Yup they are the only ones that pump out inconsistent lamps.:no:


----------



## erics37 (May 7, 2009)

I've installed hundreds (probably thousands) of Phillips Alto lamps over the years and the vast majority of them are still going strong. I am referring to the standard T8 lamps.

As far as the CFLs I've had problems with all makes and models.

What kind of ballasts are you using?


----------



## cdnelectrician (Mar 14, 2008)

erics37 said:


> I've installed hundreds (probably thousands) of Phillips Alto lamps over the years and the vast majority of them are still going strong. I am referring to the standard T8 lamps.
> 
> As far as the CFLs I've had problems with all makes and models.
> 
> What kind of ballasts are you using?


All kinds, from Lutron ballasts to Phillips advance ballasts it really depends on the fixture.


----------



## erics37 (May 7, 2009)

cdnelectrician said:


> All kinds, from Lutron ballasts to Phillips advance ballasts it really depends on the fixture.


Hmm. Any particular ones failing more often than others?

What voltage/phase arrangement is the distribution system?


----------



## sparkybac (May 16, 2009)

cdnelectrician said:


> Anyone else have problems with these lamps? I have about 3 full cases of NFG lamps that were replaced within a month in various kinds of fixtures. All were F32 T8's. Also have problems with the Alto CFL's 4 pin 32 watt but not as bad as the T8's.


All manufacturers, not just Phillips, has a bad run of lamps from time to time and you might have got some. They have a warranty, typically 3 years. They will replace. If you have a large quantity of failed lamps, they may want you to send a few back for testing.


----------



## mbednarik (Oct 10, 2011)

That is all is use, i have maybe 1 out of 30 bad right away.


----------



## frenchelectrican (Mar 15, 2007)

cdnelectrician said:


> Anyone else have problems with these lamps? I have about 3 full cases of NFG lamps that were replaced within a month in various kinds of fixtures. All were F32 T8's. Also have problems with the Alto CFL's 4 pin 32 watt but not as bad as the T8's.


Once a while I will hit few bad one over here in France.

But the GE lamps were used to be pretty much the worst over here but seeks getting little better but really I just can't comment too much on them beside I did got a bunch of them were bad plus uneven lumination level from each one.

Phillps or Sylivan is about the two most common one I deal with it.

Merci,
Marc


----------



## cdnelectrician (Mar 14, 2008)

erics37 said:


> Hmm. Any particular ones failing more often than others?
> 
> What voltage/phase arrangement is the distribution system?
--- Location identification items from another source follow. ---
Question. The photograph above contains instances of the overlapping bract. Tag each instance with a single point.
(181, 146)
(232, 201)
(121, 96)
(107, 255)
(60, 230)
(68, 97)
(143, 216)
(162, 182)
It's pretty random, newly constructed office building. I'm pretty sure at this point it's bad lamps all came from the same skid/shipment.


----------



## frenchelectrican (Mar 15, 2007)

cdnelectrician said:


> It's pretty random, newly constructed office building. I'm pretty sure at this point it's bad lamps all came from the same skid/shipment.


If that came off that skid which it may have a bad batch then I think the manufacter should pick up the tab for replaceing those bad bulbs but talk to your local rep then go up the level as needed to be.

Merci,
Marc


----------



## bullmike (Jun 13, 2011)

It's hit or miss . I've had no problems sometimes & a lot of lamps not work others. In T8's and 1000 watt metal halide. I changed same fixture to a Sylvania and it works fine.


----------